Отказ от потери? Она может быть и им — подобная красота оказывается преходящей, она исчезает в смерти, будучи неспособной остановить самоубийство художника или же стираясь из воспоминаний в момент самого своего возникновения. Но не только.
Когда мы смогли пройти через собственную меланхолию, чтобы выйти к заинтересовавшей нас жизни знаков, красота также может захватить нас, чтобы свидетельствовать о ком-то, кто в своем величии нашел царский путь, следуя которому, человек выходит за пределы боли, рожденной разлукой, — путь слова, данного страданию и достигающего крика, музыки, молчания и смеха. Величественное может быть даже невозможным сном, другим миром больного депрессией, реализованным уже тут, в этом мире. Является ли величественное за пределами депрессивного пространства чем-то отличным от игры?
Только сублимация сопротивляется смерти. Прекрасный объект, способный увлечь нас в свой мир, кажется нам более достойным того, чтобы к нему привязаться, чем какая угодно возлюбленная или ненавистная причина травмы или огорчения. Депрессия признает этот объект и приспосабливается жить в нем и для него, однако такое принятие возвышенного уже не является либидинальным. Она уже отсоединена, отделена, она уже включила в себя следы смерти, означенной как беззаботность, развлечение, легкость. Красота — это художественная проделка, она лишь воображаема.

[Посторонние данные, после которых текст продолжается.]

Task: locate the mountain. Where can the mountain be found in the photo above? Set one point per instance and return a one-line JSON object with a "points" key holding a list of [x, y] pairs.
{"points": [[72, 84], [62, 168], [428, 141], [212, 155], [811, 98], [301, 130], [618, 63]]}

Может ли воображаемое быть аллегорическим?Существует особая экономия того воображаемого дискурса, что производился — в конститутивной близости с депрессией — внутри западной традиции (наследницы греко-латинской античности, иудаизма и христианства) одновременно с необходимым смещением депрессии к возможному смыслу. Подобно соединительной черте, проведенной между Вещью и Смыслом, неименуемым и размножением знаков, немым аффектом и идеальностью, коя обозначает его и его превосходит, воображаемое не является ни объективным описанием, кульминация которого обнаруживалась бы в науке, ни теологическим идеализмом, который будет довольствоваться достижением символического единства потустороннего мира. Опыт именуемой меланхолии открывает пространство по необходимости гетерогенной субъективности, разрываемой двумя друг друга полагающими и в равной мере присутствующими полюсами непрозрачности и идеала. Непрозрачность вещей, как и непрозрачность тела, которое было покинуто значением, т. е. депрессивного тела, готового к самоубийству, переводится в смысл произведения, которое утверждается в качестве абсолютного и одновременно поврежденного, неприемлемого, неспособного, нуждающегося в переделке. Тогда неизбежной оказывается возвышенная алхимия знаков: музыкальное сочленение означающих, полифония лексем, деартикуляция лексических, синтаксических, нарративных единиц… — и эта алхимия непосредственно воспринимается в качестве психической метаморфозы говорящего существа, зажатого между бессмыслицей и смыслом, Сатаной и Богом, Падением и Воскрешением.